1-The zero at the infinity has no efect in the frequency response . Its is a concept that is good to you know, since you will get across it in some text . for instance you will read that butterworth , chebyshev filters have zeros at infinity. Take a look in any classical filters book and you will see the application of this concept.
2- You dont have to normalise the function, I just did it to show why it is said that the function has zero at infinity .
3-There are a lot of books where you can find good signals and systems theory: Simon Haykin, Oppenheim, Lathi. I have already seen Haykin in Oppenheim in this forum. For root locus , stability and others related, you can look up discrete time control books like Ogata.

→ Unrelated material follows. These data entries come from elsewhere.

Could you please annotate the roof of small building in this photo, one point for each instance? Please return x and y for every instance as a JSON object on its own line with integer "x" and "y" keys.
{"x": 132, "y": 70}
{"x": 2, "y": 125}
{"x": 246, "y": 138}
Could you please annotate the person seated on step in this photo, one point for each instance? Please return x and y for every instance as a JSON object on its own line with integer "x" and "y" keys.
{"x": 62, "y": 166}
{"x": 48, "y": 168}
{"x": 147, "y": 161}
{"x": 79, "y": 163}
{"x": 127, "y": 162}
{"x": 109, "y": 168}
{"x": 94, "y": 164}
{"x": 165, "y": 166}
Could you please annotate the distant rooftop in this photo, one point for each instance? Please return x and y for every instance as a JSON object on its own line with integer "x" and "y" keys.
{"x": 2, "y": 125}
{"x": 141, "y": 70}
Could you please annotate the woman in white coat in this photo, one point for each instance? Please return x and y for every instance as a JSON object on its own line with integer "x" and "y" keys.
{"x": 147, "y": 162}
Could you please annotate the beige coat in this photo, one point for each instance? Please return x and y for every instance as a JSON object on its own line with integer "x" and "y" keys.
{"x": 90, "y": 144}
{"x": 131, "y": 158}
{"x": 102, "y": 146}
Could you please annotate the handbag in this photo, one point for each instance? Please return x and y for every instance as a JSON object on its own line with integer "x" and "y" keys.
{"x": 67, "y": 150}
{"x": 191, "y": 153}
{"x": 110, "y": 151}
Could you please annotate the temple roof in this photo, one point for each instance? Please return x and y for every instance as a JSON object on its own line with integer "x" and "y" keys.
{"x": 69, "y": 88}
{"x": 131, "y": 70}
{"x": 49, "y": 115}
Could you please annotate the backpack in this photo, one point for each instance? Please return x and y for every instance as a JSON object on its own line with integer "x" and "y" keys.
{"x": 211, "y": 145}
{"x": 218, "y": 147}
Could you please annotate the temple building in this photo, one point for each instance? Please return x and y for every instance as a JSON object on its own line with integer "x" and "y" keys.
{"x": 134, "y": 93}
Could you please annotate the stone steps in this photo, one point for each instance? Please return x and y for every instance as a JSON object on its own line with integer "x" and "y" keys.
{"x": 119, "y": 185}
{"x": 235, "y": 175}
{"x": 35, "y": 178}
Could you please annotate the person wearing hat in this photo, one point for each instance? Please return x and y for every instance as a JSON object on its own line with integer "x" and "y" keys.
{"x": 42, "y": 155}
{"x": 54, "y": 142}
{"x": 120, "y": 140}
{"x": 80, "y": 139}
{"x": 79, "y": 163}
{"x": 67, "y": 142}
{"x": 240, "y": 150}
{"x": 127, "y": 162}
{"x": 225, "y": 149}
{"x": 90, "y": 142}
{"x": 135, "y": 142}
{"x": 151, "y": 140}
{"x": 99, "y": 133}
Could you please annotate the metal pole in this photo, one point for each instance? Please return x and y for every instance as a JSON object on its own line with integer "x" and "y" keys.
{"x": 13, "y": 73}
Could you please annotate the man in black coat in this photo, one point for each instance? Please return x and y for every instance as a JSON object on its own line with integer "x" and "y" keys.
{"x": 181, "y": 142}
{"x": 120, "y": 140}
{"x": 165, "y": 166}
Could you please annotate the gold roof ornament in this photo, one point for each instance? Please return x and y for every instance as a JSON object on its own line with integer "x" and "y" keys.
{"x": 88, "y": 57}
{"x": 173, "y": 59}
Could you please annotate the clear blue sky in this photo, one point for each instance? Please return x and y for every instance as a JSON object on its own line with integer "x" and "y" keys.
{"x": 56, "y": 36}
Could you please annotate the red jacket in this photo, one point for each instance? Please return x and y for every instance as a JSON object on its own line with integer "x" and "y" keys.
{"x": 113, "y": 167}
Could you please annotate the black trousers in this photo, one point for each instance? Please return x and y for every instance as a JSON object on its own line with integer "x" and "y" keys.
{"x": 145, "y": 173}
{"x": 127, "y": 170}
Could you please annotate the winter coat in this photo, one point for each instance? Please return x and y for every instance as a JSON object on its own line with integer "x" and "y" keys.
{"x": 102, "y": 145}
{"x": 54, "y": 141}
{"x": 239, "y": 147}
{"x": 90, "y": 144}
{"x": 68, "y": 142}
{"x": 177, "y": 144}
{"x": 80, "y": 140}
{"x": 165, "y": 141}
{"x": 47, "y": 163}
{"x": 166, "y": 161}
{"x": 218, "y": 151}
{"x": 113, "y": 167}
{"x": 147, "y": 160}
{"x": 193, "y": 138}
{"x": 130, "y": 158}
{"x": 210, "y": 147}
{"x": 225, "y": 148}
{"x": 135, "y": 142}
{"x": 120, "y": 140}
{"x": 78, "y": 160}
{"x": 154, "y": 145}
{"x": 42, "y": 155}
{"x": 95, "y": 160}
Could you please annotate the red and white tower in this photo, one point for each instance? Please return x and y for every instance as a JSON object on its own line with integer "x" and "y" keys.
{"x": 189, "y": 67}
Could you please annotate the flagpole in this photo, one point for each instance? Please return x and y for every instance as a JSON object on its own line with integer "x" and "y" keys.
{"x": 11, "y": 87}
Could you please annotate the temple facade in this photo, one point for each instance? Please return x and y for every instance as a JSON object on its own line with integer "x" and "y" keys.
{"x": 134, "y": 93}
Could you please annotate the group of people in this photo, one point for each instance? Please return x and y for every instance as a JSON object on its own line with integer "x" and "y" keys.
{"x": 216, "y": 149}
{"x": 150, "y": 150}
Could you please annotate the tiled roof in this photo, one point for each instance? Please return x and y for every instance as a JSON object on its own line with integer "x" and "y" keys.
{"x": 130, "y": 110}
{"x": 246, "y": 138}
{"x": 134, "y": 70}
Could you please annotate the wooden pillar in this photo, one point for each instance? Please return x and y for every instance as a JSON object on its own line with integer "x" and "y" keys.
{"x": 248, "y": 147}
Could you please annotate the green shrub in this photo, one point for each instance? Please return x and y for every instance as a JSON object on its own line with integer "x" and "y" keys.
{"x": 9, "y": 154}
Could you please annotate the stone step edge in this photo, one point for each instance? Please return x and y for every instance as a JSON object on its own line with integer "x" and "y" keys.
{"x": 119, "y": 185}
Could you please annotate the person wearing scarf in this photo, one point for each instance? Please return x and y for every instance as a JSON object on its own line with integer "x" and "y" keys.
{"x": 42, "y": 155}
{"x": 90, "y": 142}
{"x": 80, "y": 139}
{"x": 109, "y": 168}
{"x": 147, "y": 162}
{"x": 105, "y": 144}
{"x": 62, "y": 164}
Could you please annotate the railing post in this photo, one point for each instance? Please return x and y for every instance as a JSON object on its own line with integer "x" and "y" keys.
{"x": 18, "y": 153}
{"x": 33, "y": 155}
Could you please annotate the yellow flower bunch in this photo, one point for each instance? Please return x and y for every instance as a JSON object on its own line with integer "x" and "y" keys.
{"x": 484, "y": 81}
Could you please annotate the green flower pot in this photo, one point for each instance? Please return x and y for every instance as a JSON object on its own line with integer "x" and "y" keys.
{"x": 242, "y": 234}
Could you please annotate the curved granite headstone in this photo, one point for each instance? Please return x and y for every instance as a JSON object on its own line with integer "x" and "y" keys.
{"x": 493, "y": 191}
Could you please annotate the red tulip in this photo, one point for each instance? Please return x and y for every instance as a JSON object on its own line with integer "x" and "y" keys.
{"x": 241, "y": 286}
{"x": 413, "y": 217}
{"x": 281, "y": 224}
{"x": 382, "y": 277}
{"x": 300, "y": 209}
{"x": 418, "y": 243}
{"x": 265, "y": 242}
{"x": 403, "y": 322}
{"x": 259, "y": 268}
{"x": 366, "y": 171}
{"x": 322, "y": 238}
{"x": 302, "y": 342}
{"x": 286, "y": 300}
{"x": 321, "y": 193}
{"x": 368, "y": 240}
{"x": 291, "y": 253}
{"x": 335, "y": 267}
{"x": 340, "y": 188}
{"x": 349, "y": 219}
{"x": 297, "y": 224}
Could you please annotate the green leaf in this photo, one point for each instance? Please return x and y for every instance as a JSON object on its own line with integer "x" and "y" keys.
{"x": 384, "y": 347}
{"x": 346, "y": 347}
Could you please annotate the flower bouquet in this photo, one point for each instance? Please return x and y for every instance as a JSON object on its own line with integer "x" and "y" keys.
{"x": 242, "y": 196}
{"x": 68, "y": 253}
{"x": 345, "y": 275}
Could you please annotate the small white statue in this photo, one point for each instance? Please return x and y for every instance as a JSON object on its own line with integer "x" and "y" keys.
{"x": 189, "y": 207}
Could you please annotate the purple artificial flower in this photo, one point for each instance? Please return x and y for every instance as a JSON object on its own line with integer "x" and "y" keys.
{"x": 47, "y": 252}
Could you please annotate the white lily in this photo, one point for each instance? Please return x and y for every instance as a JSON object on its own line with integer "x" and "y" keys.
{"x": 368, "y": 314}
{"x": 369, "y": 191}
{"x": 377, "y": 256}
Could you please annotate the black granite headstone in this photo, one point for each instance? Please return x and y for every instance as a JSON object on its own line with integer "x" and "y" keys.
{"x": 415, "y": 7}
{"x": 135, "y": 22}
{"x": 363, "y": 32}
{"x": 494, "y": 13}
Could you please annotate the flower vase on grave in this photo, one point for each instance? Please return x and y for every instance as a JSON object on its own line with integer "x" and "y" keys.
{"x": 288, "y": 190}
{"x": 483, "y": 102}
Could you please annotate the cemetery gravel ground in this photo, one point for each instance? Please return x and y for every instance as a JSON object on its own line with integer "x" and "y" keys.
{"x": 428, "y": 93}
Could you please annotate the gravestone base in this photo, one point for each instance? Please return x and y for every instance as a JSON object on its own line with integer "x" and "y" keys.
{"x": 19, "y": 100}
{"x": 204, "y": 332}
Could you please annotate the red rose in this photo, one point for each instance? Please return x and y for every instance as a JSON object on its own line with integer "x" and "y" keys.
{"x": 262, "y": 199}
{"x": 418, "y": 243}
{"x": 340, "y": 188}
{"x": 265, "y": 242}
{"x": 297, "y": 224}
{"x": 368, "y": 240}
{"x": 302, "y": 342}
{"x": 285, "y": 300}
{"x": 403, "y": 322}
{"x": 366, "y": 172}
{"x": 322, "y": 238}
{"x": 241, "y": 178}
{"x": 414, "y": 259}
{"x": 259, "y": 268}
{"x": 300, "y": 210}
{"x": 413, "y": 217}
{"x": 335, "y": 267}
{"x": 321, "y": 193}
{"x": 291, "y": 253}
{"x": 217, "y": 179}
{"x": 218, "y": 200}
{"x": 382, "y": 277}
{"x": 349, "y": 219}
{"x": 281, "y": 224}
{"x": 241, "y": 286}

4- the set of commands in Matlab are:
>> num=[0,0,12];
>> den=[1,-7,12];
>> sys1=tf(num,den)
Transfer function:
12
--------------
s^2 - 7 s + 12
>> rlocus(sys1).
You can use others to help your analysis, such as:
>> pzmap(sys1)
>> bode(sys1)
The results can lead you to intepret that function has no zero, Matlab interpret zero at infinity as empty set, but if you know the concept you will interpret correctly.
See for example a way to find the function with the zpk comand:
>> z=[];
>> p=[3,4];
>> k=12;
>> sys2=zpk(z,p,k)
Zero/pole/gain:
12
-----------
(s-3) (s-4)
Take care, after all these you should know what z=[] means.
I would like to state clearly that I stand the point : The zero of the given function is at Infinity.